Huelga de todos los dolores

Por Mario Rodríguez/ PúblicoGT.com

No estoy en contra de la huelga. Pero tampoco quiero esa clase de huelga. Da tristeza ver en qué se ha convertido dicha actividad. Aún cuando comparto y creo que todos los pueblos tienen el derecho a sus tradiciones, a sus mitos y ritos fundacionales, a sus mentiras y verdades que permiten construir una identidad, no estoy de acuerdo con esa tradicional actividad de vandalismo estudiantil revestida de total impunidad que la huelga cobija actualmente.

Cuando esas tradiciones degeneran en algo sin sentido qué razón tienen de seguir existiendo, aún en nombre del pueblo y toda la retórica revolucionaria que utiliza.

El mejor ejemplo del porqué la tradicional fiesta estudiantil está en decadencia la encontramos recién. Un grupo de encapuchados, unos extraños individuos que dicen ser estudiantes se enfrentan a muerte a otro grupo de encapuchados, ante la indiferencia, el morbo y la complicidad de todos, siendo aún más grave el hecho que en algunos casos estos actos cuentan con el aliento y el apoyo de las propias autoridades. Los motivos: la talacha. El dinero de la recaudación que en los últimos años se parece más a un acto de extorsión a punta de pistola que una actividad estudiantil.

La huelga debe pensar en su futuro. O mejor dicho, las autoridades universitarias deben pensar en el futuro de la Universidad y en el peligro que representa que grupos al margen de la actividad académica y política de la Universidad, vean en sus tradiciones una fuente de enriquecimiento y aprovechamiento personal.

Si asistimos como meros espectadores, cómplices silenciosos del deterioro moral y político que tiene nuestra institución, somos tan culpables como aquellos que llevan a cabo esos actos vandálicos que hoy condenamos.

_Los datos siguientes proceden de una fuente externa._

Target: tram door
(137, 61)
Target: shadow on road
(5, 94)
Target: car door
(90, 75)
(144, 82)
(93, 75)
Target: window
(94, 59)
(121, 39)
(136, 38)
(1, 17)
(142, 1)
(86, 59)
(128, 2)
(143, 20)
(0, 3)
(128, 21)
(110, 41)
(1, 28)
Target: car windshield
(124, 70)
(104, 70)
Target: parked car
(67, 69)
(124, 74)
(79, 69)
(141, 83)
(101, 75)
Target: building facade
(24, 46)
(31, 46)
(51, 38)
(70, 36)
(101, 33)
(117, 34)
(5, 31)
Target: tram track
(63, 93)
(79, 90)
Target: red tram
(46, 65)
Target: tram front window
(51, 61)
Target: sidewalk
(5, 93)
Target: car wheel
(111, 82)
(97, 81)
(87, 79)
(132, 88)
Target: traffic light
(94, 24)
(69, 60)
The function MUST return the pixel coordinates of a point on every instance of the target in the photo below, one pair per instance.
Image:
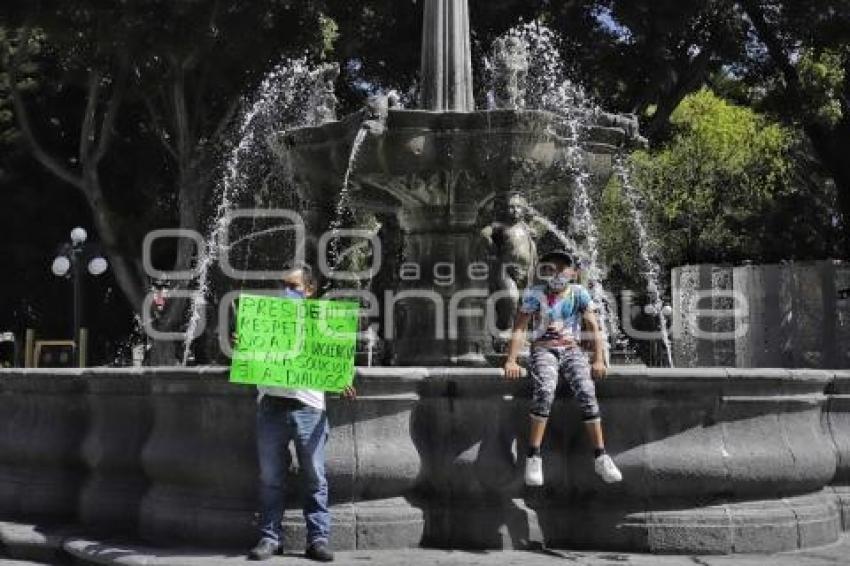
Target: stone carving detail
(323, 101)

Por ello urge reaccionar. En estos momentos, eso implica pensar en nuevas formas de convivencia social, en modelos que nos permitan dirimir las diferencias políticas en base al diálogo y la razón.

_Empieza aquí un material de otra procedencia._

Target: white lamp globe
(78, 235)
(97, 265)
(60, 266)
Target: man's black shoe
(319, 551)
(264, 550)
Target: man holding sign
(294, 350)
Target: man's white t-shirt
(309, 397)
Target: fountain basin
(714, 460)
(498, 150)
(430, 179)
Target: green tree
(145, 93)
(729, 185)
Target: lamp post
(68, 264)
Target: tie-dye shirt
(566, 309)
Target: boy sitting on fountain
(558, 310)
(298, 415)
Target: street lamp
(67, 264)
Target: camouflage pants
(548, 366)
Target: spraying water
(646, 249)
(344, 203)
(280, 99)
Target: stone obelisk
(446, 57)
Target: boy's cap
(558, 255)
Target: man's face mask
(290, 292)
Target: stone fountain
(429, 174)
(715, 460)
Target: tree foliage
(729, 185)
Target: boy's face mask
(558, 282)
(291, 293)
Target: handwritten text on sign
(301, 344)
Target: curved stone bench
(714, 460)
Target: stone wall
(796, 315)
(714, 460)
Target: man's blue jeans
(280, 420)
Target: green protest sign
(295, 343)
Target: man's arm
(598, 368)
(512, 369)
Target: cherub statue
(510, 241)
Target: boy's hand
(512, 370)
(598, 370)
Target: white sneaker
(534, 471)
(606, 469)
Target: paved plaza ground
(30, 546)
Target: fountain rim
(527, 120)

Me resisto a pensar que hemos perdido la oportunidad para encausar a la Universidad por otras vías que no sean las actuales. El respeto, la amplitud, la honestidad y la lealtad, todavía son valores en los cuales nos podemos apoyar para cambiar está situación de decadencia moral en que se encuentra sumida nuestra institución. La trasformación de la USAC ya se discute. Pero el cambio de fondo no se vislumbra sin un compromiso de todos los sectores que componen la institución.

Y para iniciar con ese proceso, la huelga debe cambiar o nos pondremos en huelga contra ella.